ServiceNow is a leading American enterprise software company headquartered in Santa Clara, California, with over 29,000 employees globally. The company reported impressive fourth-quarter 2025 subscription revenue of $3.57 billion and projects fiscal 2026 subscription revenue guidance between $15.53 billion and $15.57 billion. ServiceNow has made substantial investments in artificial intelligence and automation to significantly enhance workflow efficiency and enterprise productivity. Notable strategic moves include the acquisition of Passage AI to bolster conversational AI capabilities, an expanded partnership with NVIDIA to develop autonomous AI agents, and a commitment of $1 billion through its venture arm to support AI-related startups and enterprise software innovation. Additionally, ServiceNow has invested CA$110 million to promote AI adoption in Canada's public sector, establishing an AI Center of Excellence and related infrastructure. The company actively leverages its internal AI platform, 'Now on Now,' to achieve demonstrable ROI, showcasing how organizations can move beyond theoretical AI implementation to practical, scalable automation solutions.
Reducing Agent Documentation Time With Embedded Generative AI
Research from San Jose State University highlights that customer service agents spend a significant portion of their time (35-45%) on repetitive documentation tasks.

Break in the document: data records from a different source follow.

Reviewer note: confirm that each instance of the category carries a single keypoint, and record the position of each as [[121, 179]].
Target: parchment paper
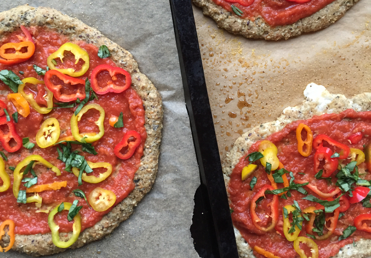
[[252, 81], [160, 224]]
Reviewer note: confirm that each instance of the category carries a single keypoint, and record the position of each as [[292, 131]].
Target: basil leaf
[[73, 210], [15, 117], [348, 232], [10, 79], [120, 122], [103, 52], [27, 144], [253, 182]]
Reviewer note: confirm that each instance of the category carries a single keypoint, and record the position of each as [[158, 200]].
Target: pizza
[[274, 19], [300, 186], [80, 132]]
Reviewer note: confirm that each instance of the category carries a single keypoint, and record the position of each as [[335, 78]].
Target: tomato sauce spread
[[340, 128], [276, 12], [120, 182]]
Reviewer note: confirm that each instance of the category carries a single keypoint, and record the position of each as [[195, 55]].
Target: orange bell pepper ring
[[46, 187], [261, 251], [21, 50], [11, 225], [20, 103], [304, 146]]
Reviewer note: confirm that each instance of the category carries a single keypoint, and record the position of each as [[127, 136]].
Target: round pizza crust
[[318, 101], [75, 30], [259, 29]]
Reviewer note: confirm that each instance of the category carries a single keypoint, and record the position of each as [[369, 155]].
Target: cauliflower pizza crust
[[260, 29], [75, 30], [317, 101]]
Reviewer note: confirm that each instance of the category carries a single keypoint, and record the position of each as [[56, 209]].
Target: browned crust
[[259, 29], [41, 244]]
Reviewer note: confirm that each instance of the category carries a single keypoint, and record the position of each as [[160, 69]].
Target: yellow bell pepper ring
[[76, 118], [18, 175], [246, 171], [94, 179], [287, 225], [48, 133], [30, 98], [55, 228], [79, 54], [4, 176]]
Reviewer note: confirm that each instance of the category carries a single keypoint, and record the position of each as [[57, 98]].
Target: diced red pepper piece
[[331, 164], [12, 134], [57, 89], [110, 86], [128, 143], [318, 142]]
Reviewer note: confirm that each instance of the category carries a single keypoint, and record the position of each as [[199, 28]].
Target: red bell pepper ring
[[129, 144], [331, 164], [318, 142], [57, 89], [355, 138], [12, 134], [273, 205], [359, 193], [360, 222], [110, 86]]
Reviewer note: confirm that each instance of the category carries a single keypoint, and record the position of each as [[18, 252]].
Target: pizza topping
[[79, 54], [304, 146], [100, 123], [48, 133], [65, 88], [55, 228], [129, 143], [11, 227], [310, 243], [44, 96], [93, 179], [20, 103], [101, 199], [116, 79]]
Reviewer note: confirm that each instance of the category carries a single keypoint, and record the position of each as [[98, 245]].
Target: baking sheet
[[251, 81], [160, 224]]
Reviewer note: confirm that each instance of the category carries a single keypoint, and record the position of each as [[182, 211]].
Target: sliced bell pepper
[[287, 225], [47, 187], [355, 138], [11, 225], [57, 89], [4, 177], [20, 104], [18, 52], [101, 199], [273, 205], [76, 118], [304, 146], [310, 243], [18, 175], [79, 54], [55, 228], [48, 133], [331, 164], [110, 86], [359, 193], [360, 222], [93, 179], [261, 251], [128, 145], [12, 134], [357, 155], [34, 101], [318, 142]]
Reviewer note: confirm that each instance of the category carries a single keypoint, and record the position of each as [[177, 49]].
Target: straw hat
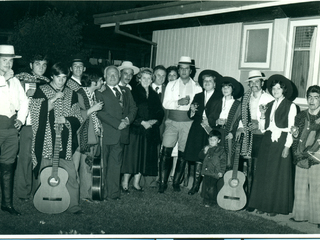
[[128, 64], [8, 51]]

This inefficiency costs U.S. enterprises an estimated $2.6 billion annually. A Harvard Business School study corroborates these findings, noting that excessive documentation diverts agents from more valuable problem-solving activities. To address this, ServiceNow introduced 'Now Assist' for IT Service Management (ITSM) and Customer Service Management (CSM), directly embedding generative AI into agent workspaces. Unlike traditional standalone chatbots, Now Assist automates the summarization of incident histories, drafts resolution notes, and facilitates the creation of knowledge articles seamlessly within existing agent workflows. The platform utilizes machine learning and generative AI to handle these mundane aspects of support cases, eliminating the need for agents to switch between external tools. ServiceNow reports that Now Assist generates notes within seconds, allowing agents to review and refine them rather than starting from scratch. This functionality has reportedly reduced the time required for each resolution note by approximately 80%. Specifically, ITSM agents save an average of 4-6 minutes per use, while CSM agents save 12-16 minutes per use. These results underscore the tangible value of integrating generative AI directly into enterprise workflows for enhanced productivity.
Predicting Customer Escalations Before They Happen
Traditional reactive support models, which depend on manual monitoring of tickets and events, often fail to identify deteriorating customer experiences before they escalate. This lack of a scalable mechanism for predicting at-risk accounts leads to inconsistent and often belated proactive outreach efforts. ServiceNow has revolutionized this approach by implementing machine learning to predict and prevent customer escalations. A case study by ServiceNow details how the company transitioned from a reactive stance to a proactive one, leveraging its Predictive Intelligence and Event Management capabilities. Instead of waiting for customer complaints or threats of escalation, the system proactively identifies vulnerable accounts, enabling early intervention. The solution is built upon ServiceNow’s Predictive Intelligence framework, which incorporates a machine-learning model, and Event Management for real-time ingestion of performance-related data. The supervised model is trained using historical escalation patterns, including tickets, surveys, CSAT scores, and engagement signals, with real-time system alerts from Event Management enhancing its predictive accuracy. The workflow involves three key steps: building and training the model using structured features from historical data, deploying real-time risk scoring for continuous customer assessment, and automating proactive interventions for high-risk accounts. The system automatically generates priority alerts, assigns follow-up tasks to support or account teams, and suggests recommended playbooks. Continuous feedback from each engagement further refines the model’s predictions over time. This approach has led to significant business improvements, including faster response and resolution times, higher customer satisfaction, and smoother renewals. Before implementation, only about 11% of customer engagements were proactive; post-implementation, this figure rose to approximately 68%. The system effectively engaged hundreds of customers annually, preventing a large proportion of escalations while maintaining a low false-positive rate of around 3%, thereby optimizing engineering resource allocation.